Rozdział 1

11 0 0
                                    

Przy wejściu do na teren Rostoku bazy Powinności standardowa kontrola. Przeszli ją bez problemowo. Koło drzwi spotkali ich informatora który nie bez powodu ma ksywę Kabel.
- Jak tam polowanie Tomi?
- No a jak może być? Żyjemy jesteśmy cali a cel ubity. Dostaniesz swoją dolę jak odbierzemy nagrodę.
- Spoko polecam się na przyszłość
Weszli do baru. Bar był pokojem w piwnicy hangaru znajdującego się w bazie Powinności. Jednak był od niej niezależny, co powodowało że bar i jego goście byli neutralni. Stoliki bez krzeseł zrobione z beczek i desek jako blat. Stolików było raptem kilka. Był też bar przy którym stało parę zniszczonych drewnianych krzeseł. W barze można było swobodnie handlować ale też po prostu usiąść, zjeść i odpocząć. Barman dawał zlecenia a i prowadził sklep. Od razu ich zauważył a oni podeszli do niego.
- Witam was z czym przychodzicie?
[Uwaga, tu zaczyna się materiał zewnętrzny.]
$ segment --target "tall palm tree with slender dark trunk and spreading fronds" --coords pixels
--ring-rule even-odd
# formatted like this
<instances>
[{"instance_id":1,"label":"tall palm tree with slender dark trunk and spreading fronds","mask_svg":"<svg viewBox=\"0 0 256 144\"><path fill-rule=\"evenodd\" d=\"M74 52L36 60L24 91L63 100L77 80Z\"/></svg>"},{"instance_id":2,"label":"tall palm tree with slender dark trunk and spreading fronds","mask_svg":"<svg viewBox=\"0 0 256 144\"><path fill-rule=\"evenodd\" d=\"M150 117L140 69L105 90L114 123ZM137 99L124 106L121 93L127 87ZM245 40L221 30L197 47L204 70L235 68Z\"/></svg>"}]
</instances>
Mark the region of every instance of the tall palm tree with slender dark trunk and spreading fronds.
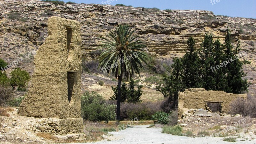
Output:
<instances>
[{"instance_id":1,"label":"tall palm tree with slender dark trunk and spreading fronds","mask_svg":"<svg viewBox=\"0 0 256 144\"><path fill-rule=\"evenodd\" d=\"M134 30L128 25L118 25L115 30L111 30L106 38L102 38L100 48L106 49L98 58L99 67L103 72L112 72L118 78L117 95L117 120L120 120L121 104L121 84L124 80L129 80L134 72L140 75L140 68L144 69L142 63L145 62L146 55L143 53L146 45L138 40L139 36L132 36Z\"/></svg>"}]
</instances>

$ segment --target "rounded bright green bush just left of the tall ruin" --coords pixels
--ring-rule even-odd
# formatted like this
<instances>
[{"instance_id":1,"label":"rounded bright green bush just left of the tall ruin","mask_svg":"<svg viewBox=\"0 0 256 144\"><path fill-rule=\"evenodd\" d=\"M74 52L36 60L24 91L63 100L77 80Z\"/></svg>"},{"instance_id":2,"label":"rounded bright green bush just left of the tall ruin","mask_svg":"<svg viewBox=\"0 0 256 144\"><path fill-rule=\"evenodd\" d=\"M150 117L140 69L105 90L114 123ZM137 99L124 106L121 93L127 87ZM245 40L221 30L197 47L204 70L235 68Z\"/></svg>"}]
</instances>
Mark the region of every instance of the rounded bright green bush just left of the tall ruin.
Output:
<instances>
[{"instance_id":1,"label":"rounded bright green bush just left of the tall ruin","mask_svg":"<svg viewBox=\"0 0 256 144\"><path fill-rule=\"evenodd\" d=\"M11 72L10 84L13 88L18 86L18 90L26 91L30 78L27 71L15 68Z\"/></svg>"}]
</instances>

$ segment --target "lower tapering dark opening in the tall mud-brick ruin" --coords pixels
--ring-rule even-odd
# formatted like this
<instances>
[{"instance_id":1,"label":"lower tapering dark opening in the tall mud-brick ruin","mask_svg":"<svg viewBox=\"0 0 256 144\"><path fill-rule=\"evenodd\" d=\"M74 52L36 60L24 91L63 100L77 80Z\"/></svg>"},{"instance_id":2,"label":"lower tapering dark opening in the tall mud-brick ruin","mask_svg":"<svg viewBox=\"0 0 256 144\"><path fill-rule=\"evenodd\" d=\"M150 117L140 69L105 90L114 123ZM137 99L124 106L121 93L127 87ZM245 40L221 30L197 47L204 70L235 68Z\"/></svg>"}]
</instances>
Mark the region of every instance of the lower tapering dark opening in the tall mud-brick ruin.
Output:
<instances>
[{"instance_id":1,"label":"lower tapering dark opening in the tall mud-brick ruin","mask_svg":"<svg viewBox=\"0 0 256 144\"><path fill-rule=\"evenodd\" d=\"M70 103L72 99L73 89L74 89L74 82L75 82L76 72L67 72L68 78L68 102Z\"/></svg>"}]
</instances>

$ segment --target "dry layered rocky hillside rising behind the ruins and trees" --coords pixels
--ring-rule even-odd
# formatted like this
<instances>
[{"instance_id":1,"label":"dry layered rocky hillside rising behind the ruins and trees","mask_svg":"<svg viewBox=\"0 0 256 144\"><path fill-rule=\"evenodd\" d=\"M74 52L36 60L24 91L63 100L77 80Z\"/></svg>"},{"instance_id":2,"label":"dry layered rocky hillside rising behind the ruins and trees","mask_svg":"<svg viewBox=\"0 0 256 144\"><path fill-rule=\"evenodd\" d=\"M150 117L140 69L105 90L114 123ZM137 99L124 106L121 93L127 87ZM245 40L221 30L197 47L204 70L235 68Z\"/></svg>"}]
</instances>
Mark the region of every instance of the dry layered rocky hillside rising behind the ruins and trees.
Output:
<instances>
[{"instance_id":1,"label":"dry layered rocky hillside rising behind the ruins and trees","mask_svg":"<svg viewBox=\"0 0 256 144\"><path fill-rule=\"evenodd\" d=\"M187 48L189 36L193 36L196 47L200 47L206 33L222 42L225 30L229 27L234 42L241 40L242 49L247 52L244 60L251 61L244 66L247 78L252 85L251 94L256 93L255 40L256 19L216 16L210 11L201 10L163 10L154 11L134 7L116 7L99 4L64 4L55 6L51 2L39 0L10 0L4 3L0 12L0 57L8 63L37 50L45 41L47 34L47 11L53 16L74 19L81 23L82 54L95 59L100 37L114 28L116 24L129 24L135 34L147 44L147 50L158 58L182 56ZM19 12L19 20L10 19L12 13ZM45 13L46 12L46 13ZM235 43L236 44L236 43ZM33 57L26 58L20 67L33 73ZM9 72L7 72L9 73Z\"/></svg>"}]
</instances>

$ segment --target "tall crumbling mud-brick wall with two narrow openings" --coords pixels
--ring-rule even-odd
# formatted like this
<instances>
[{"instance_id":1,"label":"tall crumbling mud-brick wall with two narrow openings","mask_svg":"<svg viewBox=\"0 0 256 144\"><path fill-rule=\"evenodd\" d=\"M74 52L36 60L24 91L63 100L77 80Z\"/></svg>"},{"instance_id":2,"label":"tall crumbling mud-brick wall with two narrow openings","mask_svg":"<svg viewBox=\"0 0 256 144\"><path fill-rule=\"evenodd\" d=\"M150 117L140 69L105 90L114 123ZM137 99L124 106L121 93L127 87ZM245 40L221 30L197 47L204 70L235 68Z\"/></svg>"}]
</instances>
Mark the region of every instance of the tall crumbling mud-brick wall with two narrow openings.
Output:
<instances>
[{"instance_id":1,"label":"tall crumbling mud-brick wall with two narrow openings","mask_svg":"<svg viewBox=\"0 0 256 144\"><path fill-rule=\"evenodd\" d=\"M42 118L81 118L80 23L50 17L48 35L36 52L32 85L19 106L18 114Z\"/></svg>"}]
</instances>

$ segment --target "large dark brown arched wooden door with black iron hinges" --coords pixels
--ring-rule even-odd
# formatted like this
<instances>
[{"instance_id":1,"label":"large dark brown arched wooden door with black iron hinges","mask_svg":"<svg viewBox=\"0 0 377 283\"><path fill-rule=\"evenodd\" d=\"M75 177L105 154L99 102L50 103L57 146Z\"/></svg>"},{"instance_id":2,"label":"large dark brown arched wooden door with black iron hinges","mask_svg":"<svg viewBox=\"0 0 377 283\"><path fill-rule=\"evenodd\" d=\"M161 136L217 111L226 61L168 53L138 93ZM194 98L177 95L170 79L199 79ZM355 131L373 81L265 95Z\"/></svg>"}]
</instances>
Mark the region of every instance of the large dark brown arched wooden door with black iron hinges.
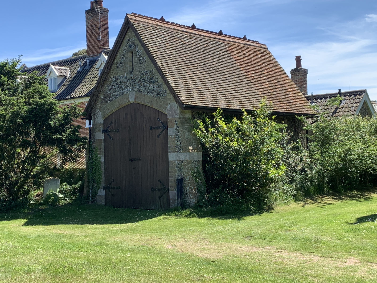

Wykonaliście zlecenie? - spytał Barman
- Oczywiście. - odparł Suchar
- Ten obszsczymur Dima nie żyje? - dopytywał Barman
- Gryzie piach i jego kompani również. - sprecyzował Czyngis
- Wspaniale. Oto wasza nagroda. - podał plik banknotów Sucharowi
- Dzięki polecamy się na przyszłość. Mamy jeszcze dwa AKMS-y na sprzedaż ile możesz dać?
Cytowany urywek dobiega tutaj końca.